Frightfest Glasgow: Let The Wrong One In (2022)

Connor MacMahon

Running Time: 101 Minutes

Certificate: 18

Starring: Karl Rice, Eoin Duffy, Anthony Head, Hilda Fay, Lisa Haskins, Louise Bourke, Jordan Lennon, David Pearse, Louise McCann, Laura Murray, Mary Murray

As the title brings to mind Tomas Alfredson's unsettling masterpiece, there's a clear love for vampires in writer/director Connor MacMahon's feature. The opening moments sees gothic music play to the sight of a Transylvanian castle, before the recognizable image is thrust into the modern day as a rowdy hen party runs into frame. As the bride falls victim to a vampire, there's an intention on placing the familiar within unfamiliar situations.

The setting then changes to Dublin, where Matt (Karl Rice) deals with the reappearance of his estranged older brother Deco (Eoin Duffy). Deco arrives looking terrible, although the cause is worse than just another hangover as he's been transformed into a vampire. The pair look for a solution while also contending with Deco's desire to suck blood.

Described by their mother as a user, Deco's vampiric status becomes the least off-putting thing about him considering how many bridges he's burned. Matt becomes subjected to his brother's guilt-trips and grapples with letting Deco back into his life, with this sibling drama serving as the films strongest element.

Crossing paths with them is a spurned vampire hunter with a passion for trains, delightfully played by Anthony Head in a role resembling his time on Buffy The Vampire Slayer. His appearance brings much fun with the vampire killings, as these grisly moments become more impactful than the comedic, particularly when the use of pratfalls and bodily functions feel so forced. There's not enough of the effective parody moments, the highlight being an imagined montage of a vampire frolicking in the sunlight.

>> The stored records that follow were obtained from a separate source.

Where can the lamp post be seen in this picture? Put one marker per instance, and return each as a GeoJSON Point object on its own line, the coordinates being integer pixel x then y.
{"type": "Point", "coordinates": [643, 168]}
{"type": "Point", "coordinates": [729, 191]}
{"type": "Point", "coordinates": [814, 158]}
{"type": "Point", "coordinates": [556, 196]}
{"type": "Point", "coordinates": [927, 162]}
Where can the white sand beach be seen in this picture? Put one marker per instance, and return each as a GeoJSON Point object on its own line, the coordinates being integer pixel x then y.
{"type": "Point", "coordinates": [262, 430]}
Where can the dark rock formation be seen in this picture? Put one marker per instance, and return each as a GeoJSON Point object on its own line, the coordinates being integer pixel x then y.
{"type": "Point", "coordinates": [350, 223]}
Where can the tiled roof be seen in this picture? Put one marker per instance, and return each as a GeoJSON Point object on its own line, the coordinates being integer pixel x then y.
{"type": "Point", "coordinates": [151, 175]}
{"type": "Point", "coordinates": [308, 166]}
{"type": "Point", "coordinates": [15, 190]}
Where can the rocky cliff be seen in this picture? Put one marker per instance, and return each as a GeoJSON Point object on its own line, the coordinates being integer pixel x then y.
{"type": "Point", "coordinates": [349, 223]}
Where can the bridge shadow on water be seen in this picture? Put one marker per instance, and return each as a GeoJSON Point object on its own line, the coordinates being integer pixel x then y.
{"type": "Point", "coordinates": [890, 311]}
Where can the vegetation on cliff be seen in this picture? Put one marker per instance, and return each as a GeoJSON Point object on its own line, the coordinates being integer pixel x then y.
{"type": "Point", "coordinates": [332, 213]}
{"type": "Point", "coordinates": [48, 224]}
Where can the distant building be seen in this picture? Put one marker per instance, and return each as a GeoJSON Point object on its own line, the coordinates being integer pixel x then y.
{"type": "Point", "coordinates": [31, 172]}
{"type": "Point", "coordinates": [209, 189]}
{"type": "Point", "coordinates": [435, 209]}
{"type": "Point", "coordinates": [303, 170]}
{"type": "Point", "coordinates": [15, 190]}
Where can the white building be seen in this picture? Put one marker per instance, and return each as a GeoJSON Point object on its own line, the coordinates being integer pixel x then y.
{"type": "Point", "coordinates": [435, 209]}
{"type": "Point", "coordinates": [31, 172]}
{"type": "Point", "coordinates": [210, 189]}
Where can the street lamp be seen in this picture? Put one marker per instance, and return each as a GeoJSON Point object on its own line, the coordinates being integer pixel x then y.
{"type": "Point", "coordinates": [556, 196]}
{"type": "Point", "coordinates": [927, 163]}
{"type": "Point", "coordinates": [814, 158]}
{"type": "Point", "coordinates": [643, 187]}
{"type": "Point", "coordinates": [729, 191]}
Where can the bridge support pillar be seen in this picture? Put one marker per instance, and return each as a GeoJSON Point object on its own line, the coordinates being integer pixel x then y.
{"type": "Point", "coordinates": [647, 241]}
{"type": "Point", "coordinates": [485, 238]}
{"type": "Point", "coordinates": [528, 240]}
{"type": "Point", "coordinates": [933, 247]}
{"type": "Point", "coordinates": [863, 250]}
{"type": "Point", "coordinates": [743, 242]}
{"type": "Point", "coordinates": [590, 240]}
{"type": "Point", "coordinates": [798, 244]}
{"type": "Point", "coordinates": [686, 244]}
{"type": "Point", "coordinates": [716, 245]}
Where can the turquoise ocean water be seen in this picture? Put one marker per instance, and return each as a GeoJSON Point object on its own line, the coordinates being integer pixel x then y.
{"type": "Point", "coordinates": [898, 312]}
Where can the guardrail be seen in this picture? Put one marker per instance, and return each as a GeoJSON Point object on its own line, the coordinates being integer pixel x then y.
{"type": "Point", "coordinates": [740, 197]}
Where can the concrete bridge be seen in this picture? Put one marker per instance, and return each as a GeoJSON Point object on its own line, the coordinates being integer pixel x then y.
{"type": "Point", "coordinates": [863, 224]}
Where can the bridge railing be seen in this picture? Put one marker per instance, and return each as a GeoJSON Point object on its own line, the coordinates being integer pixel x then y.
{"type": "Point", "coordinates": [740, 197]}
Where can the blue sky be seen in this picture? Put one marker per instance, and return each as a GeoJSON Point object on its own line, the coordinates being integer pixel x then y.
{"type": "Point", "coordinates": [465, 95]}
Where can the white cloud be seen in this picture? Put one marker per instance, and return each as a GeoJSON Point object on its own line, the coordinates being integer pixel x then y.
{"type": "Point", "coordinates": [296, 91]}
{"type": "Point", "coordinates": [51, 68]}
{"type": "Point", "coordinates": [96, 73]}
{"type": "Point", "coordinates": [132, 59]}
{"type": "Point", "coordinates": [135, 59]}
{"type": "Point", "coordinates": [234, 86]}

Interesting choices are made to work around the budget, giving the film a D.I.Y charm which works for the practical moments, although the CG effects are unfortunately distracting. They're repeatedly used throughout the third-act, which becomes dominated by a less interesting villain. When the brotherly drama worked so well, this intention to raise the stakes and reconcile a broken family feels sadly perfunctory. A shame, as there was bite to this tale about owning up to past mistakes.